The Foundation got its start in San Francisco and the Los Angeles residential educational center, located on Vermont Avenue, trains, counsels and houses nearly 300 residents.

“We will all make mistakes,” Harris said. “And for some, those mistakes rise to a level of crime. But a civil society allows individuals to earn their way back.”

The morning conversation included clergy sharing their resources and ideas. Harris was very interested in learning more about the re-entry program from the City of Refuge, which is led by Elder Joe Paul.

“We have got to reform the criminal justice system,” Harris said. “Previous choices have been to be soft or hard on crime, but it has not included being smart on crime.”

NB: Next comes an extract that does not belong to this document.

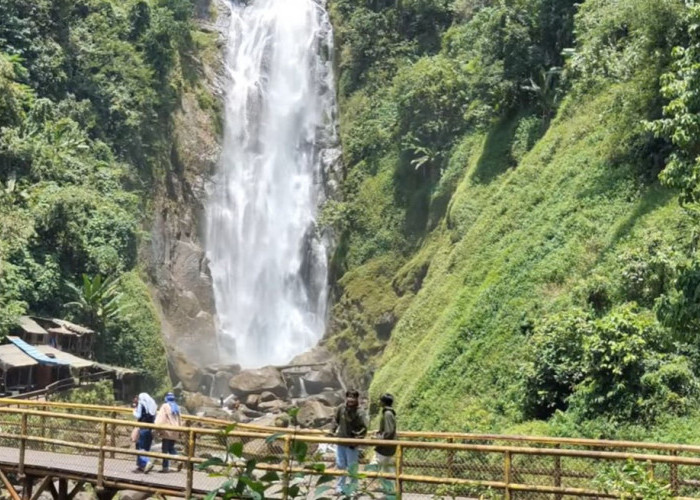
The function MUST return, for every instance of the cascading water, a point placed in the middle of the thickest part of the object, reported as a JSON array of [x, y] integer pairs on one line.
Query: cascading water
[[267, 258]]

Harris believes that the focus should be on encouraging innovation across the system; crime prevention; recidivism reduction; inclusive police recruitment from all backgrounds; and additional law enforcement training.

“We need a system that inspires trust,” Harris said, relating her desire to create a federal open criminal justice data portal where everyone can evaluate the performance of their own community criminal justice system.

“In order to heal the system,” Harris said. “We need to deal with three Ts: we need to speak truth; we need transparency; and get to trust.”

“The noise about the residential has has sucked up all the oxygen in the room,” Harris said. “But we have a lot at stake in this race.”